Avoid people who generate anxiety when studying

 You might have certain friends or acquaintances who also suffer from test anxiety and always vocalize their fears. This doesn’t mean you can’t be friends with them, but it might be best to take some space from them while you’re trying to study or before the exam. You might be making a good effort to curb your own anxiety, and their fears could in-turn set you back. Knowing how to overcome exam fears can be a great asset.

Replace illogical thoughts with logical one

Exam fear is often based on illogical thoughts. You need to remember that you have studied well and that you would know most of the answers in the exam. This will bring your mind back to reality and help break down illogical fears.

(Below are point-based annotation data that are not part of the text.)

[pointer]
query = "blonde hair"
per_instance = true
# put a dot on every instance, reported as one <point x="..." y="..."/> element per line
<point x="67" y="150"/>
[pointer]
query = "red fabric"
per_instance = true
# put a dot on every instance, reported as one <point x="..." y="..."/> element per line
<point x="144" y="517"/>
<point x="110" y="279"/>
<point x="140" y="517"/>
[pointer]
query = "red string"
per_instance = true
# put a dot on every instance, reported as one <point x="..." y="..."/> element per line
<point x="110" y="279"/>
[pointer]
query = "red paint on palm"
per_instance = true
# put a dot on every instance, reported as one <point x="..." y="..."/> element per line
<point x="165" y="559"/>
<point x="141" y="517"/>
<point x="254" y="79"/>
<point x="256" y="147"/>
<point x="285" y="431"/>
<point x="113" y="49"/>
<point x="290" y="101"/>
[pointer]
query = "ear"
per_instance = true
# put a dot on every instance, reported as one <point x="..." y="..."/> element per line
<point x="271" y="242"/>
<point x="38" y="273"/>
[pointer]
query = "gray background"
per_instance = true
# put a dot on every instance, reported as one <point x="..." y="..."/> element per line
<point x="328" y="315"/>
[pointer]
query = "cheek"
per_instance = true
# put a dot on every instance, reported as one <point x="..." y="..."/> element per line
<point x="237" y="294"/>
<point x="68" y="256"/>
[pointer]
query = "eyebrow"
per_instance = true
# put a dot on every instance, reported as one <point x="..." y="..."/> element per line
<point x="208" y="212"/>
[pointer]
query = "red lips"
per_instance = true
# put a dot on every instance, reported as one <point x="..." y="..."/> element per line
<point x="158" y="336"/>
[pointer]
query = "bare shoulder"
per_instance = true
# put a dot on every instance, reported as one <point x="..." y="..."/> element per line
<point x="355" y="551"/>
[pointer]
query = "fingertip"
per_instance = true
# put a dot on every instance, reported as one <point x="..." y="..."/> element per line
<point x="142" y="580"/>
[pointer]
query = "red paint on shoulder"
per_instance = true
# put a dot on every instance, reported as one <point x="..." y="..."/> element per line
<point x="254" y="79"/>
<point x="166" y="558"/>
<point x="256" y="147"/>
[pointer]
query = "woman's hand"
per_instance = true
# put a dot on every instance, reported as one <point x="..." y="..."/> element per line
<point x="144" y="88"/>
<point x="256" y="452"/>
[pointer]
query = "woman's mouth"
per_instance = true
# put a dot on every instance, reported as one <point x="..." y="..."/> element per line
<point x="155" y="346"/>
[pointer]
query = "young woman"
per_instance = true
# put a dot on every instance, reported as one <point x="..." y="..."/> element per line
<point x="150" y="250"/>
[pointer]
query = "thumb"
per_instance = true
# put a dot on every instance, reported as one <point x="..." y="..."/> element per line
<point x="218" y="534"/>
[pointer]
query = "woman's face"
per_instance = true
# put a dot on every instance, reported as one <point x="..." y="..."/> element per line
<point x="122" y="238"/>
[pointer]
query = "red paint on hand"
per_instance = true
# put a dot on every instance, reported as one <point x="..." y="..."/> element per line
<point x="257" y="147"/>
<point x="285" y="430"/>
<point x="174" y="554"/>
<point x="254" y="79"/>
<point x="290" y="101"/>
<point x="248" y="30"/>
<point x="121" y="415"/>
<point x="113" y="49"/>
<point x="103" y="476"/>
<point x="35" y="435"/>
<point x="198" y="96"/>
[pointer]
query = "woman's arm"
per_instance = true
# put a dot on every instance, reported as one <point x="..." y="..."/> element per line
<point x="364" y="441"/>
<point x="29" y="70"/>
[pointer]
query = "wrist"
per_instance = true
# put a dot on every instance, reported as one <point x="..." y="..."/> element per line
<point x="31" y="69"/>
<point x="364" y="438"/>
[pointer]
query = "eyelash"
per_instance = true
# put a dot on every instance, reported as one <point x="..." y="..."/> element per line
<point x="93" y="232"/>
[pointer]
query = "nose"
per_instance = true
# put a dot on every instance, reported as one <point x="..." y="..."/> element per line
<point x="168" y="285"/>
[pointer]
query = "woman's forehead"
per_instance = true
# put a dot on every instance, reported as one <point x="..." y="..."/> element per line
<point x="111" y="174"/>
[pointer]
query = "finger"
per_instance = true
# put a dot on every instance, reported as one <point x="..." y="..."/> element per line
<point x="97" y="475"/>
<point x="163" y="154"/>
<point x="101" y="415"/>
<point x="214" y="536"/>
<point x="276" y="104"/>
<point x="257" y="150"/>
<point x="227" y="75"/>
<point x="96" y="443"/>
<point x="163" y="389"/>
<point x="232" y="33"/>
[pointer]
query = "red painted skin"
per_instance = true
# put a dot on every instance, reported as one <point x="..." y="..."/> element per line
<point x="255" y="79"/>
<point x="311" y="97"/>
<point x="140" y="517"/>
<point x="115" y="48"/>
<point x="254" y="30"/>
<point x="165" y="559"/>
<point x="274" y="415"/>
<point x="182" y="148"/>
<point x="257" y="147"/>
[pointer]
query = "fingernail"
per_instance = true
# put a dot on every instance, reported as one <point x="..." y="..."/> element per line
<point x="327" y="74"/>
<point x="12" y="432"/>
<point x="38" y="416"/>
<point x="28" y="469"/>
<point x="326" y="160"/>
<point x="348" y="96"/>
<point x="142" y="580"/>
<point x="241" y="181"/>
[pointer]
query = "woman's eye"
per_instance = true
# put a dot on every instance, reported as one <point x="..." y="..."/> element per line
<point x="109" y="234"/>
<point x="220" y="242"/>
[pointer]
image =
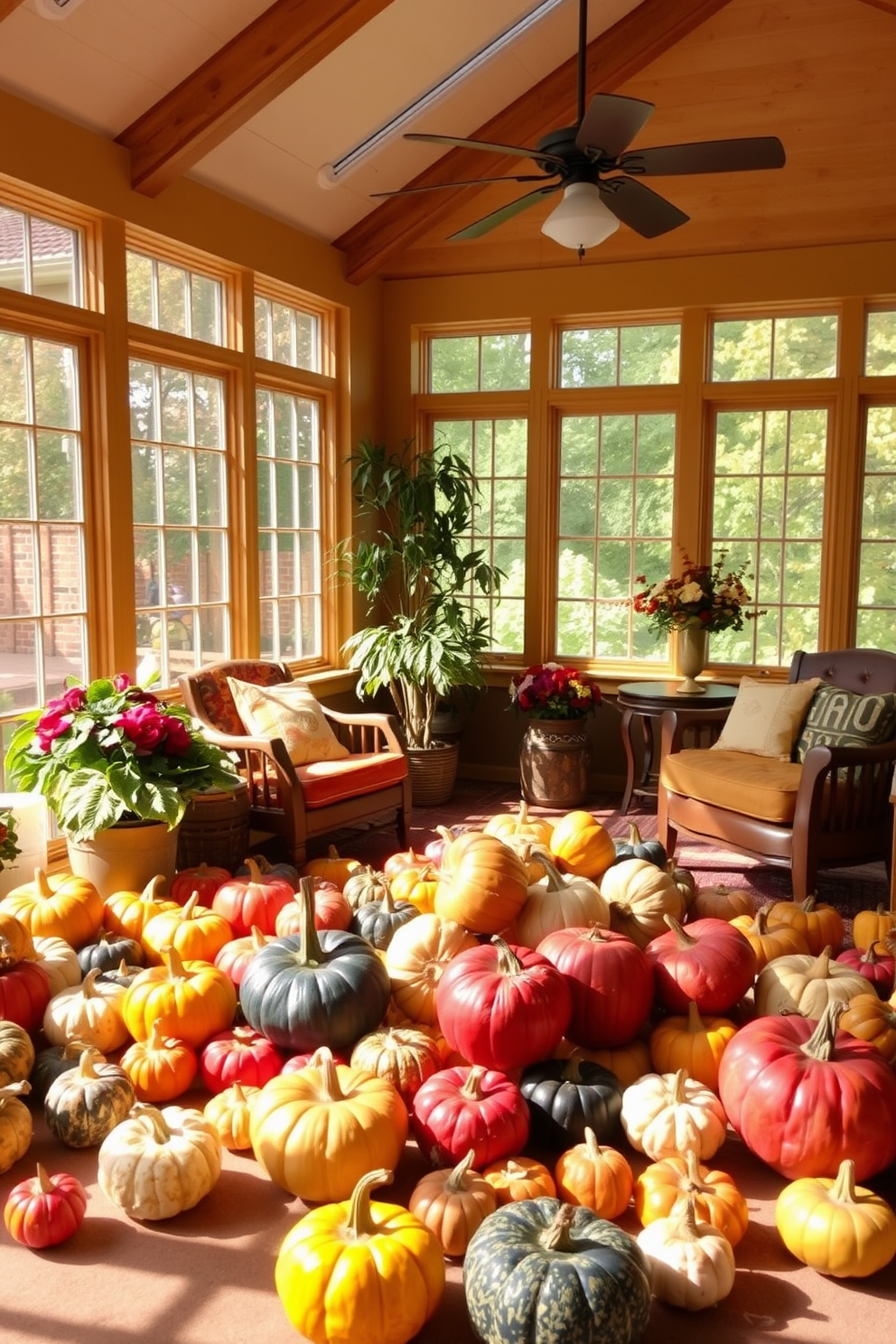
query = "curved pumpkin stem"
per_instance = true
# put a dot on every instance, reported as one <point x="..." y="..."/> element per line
<point x="360" y="1222"/>
<point x="458" y="1179"/>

  • Once you’ve isolated the thought that “I will definitely fail this test tomorrow,” replace it with, “I’ve been studying all week, I know this material, and it’s within my power to do well on this test.” This new pattern of thinking breaks down your fear that was based on nothing, and replaces it with a new thought that is rooted in reality. soldiers are often told by their seniors to remember that they have trained for this, when these soldiers get cold feet in an actual war.

Get Enough Sleep

This is an obvious one, right? Everyone knows that sleep is not just a requirement for academic success but is necessary for good health. Lack of sleep carries with it a number of negative symptoms including lessened affability, memory problems, diminished critical thinking skills as well as anxiety and nervousness. You should try to get a minimum of 7-8 hours of solid sleep each night in order to maintain good health and calm those nerves.

Seek help if you need it

Sometimes, the symptoms of anxiety can be so severe that they interfere with your everyday life. If you find that you experience anxiety symptoms on a regular basis, don’t be afraid to ask for help.

Talk to your parents, teachers, and guidance counselors. Get help sooner rather than later. By getting help early on, you can get a handle on your anxiety before it starts to trouble you more.